US Airways does a great job of enhancing their customer experience with a well put together IVR system. Ashley Verrill recently wrote all about how US Airways leverages their IVR to dazzle customers in a blog post for Hello-Operator.

Here are the points the article makes, in smaller bites, with a little context and some practicality thrown in for good measure.

Step 1: Create a List of Top Reasons Customers Call You

To make sure they made the right options available to callers, US Airways went through months of call recordings and listened in to live calls to catalogue all the reasons customers call them. If you have recordings and a few weeks or months to spare, maybe that’s a good way for you to go too.

Otherwise, you’ve got a few options.

Talk to the people who answer your phones. Your reps will have a good idea what the most common reasons for calls are. Also, if you already have an IVR system in place, take a look at historical data (assuming you’ve stored it away somewhere). If you don’t have IVR data, start collecting it.

You’re looking for buckets here. Not a list of 37 things. Maybe start with the top five.

Step 2: Plot Your ‘Top Reasons’ Along the Customer Lifecycle

When your customers are calling is a good indicator of why they’re calling. If you’ve got their phone number on file, you can quickly check the number against activity on their account and make some educated guesses based on all that historical data you just plowed through.
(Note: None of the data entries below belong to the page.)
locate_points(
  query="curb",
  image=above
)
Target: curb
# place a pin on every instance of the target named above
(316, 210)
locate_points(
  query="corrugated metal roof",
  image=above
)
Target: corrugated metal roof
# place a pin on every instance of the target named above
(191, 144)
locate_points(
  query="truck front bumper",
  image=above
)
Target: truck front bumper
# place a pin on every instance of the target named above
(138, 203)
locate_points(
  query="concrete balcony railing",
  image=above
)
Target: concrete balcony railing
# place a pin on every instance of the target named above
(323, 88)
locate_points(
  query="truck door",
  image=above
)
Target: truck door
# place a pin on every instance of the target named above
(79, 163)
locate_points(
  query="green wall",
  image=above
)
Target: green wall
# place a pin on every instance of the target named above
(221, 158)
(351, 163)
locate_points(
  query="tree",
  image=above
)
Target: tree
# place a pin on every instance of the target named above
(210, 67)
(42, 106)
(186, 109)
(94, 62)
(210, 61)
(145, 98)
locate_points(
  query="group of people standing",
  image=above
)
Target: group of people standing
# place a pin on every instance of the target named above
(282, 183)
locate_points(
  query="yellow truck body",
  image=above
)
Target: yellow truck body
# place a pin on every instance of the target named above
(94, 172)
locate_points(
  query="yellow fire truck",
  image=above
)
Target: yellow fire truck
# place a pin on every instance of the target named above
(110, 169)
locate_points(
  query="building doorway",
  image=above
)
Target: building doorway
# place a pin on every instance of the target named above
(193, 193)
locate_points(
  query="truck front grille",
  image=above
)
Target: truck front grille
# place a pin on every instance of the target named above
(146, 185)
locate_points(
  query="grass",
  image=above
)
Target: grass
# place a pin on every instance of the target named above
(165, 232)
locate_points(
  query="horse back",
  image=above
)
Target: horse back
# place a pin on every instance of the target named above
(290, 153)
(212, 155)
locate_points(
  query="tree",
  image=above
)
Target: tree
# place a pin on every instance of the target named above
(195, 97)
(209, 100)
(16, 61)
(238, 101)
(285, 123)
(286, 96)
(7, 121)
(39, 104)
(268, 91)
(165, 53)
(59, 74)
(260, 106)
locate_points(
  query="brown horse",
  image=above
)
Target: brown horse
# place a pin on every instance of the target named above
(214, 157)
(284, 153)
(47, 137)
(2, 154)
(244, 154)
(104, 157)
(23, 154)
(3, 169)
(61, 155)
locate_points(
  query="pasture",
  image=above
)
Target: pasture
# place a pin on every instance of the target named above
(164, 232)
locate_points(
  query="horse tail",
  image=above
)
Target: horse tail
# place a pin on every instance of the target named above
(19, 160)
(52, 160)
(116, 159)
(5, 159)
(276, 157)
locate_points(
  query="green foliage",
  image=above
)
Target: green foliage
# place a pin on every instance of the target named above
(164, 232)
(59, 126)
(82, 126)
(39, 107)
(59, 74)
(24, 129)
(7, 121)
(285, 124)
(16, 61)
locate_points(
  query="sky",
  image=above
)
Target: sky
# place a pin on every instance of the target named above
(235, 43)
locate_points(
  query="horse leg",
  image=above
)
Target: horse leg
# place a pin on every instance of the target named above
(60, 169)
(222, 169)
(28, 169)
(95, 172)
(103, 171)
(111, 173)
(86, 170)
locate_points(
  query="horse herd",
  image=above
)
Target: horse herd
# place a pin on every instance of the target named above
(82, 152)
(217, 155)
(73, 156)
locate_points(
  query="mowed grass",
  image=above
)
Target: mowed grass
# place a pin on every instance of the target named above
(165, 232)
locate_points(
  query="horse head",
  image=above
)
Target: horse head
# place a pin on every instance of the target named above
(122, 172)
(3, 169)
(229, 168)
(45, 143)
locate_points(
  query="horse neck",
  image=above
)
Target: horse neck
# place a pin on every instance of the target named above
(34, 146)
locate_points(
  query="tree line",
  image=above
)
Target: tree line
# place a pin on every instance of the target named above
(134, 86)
In the example of US Airways, if a customer was calling a month to two weeks before a scheduled flight, there was a good chance they wanted to make a change to their reservation. If the call came in a week to two days before a flight, the call was usually to check baggage allowances. And so on.

This provides the opportunity to bypass anyone or thing standing between your callers and the information they need, and deliver it to them without much interaction (especially costly human interaction) at all. You reduce call wait times for those customers whose issues require real interaction and create fast, efficient experiences for the customers with easily predictable concerns.

Step 3: Program Your IVR to Deliver the Right Solution Based on Customer History

This requires a bit of smart thinking on the part of your IVR backend.

  • It has to recognize if it knows the number.
  • If it does, it needs to know your last interaction with that customer.
  • Based on that last interaction, the system can suggest a reason for the call.
  • If the number isn’t recognized, ask the caller if they’d like their number remembered for next time.

Step 4: Measure Success Rates to Continually Fine-Tune IVR Rules

Kind of a no-brainer here. But there are number of metrics US Airways looks at such as Transfer Rate, Repeat Information Rate, and IVR Exit Rate, to measure the performance of their system and make any refinements on an ongoing basis. You might like all of theirs, or maybe there are others that make more sense for you based on how you setup your system.

Your IVR is so much more than an answering machine with options. It’s a sales funnel and a customer solutions machine that makes life easy for you and your customers. But only if you get it right.

Basically, it comes down to knowing your customers, what they need, and why they call, so you can proactively address issues (in some cases before they’ve even told you it’s an issue) and deliver answers in a more timely fashion.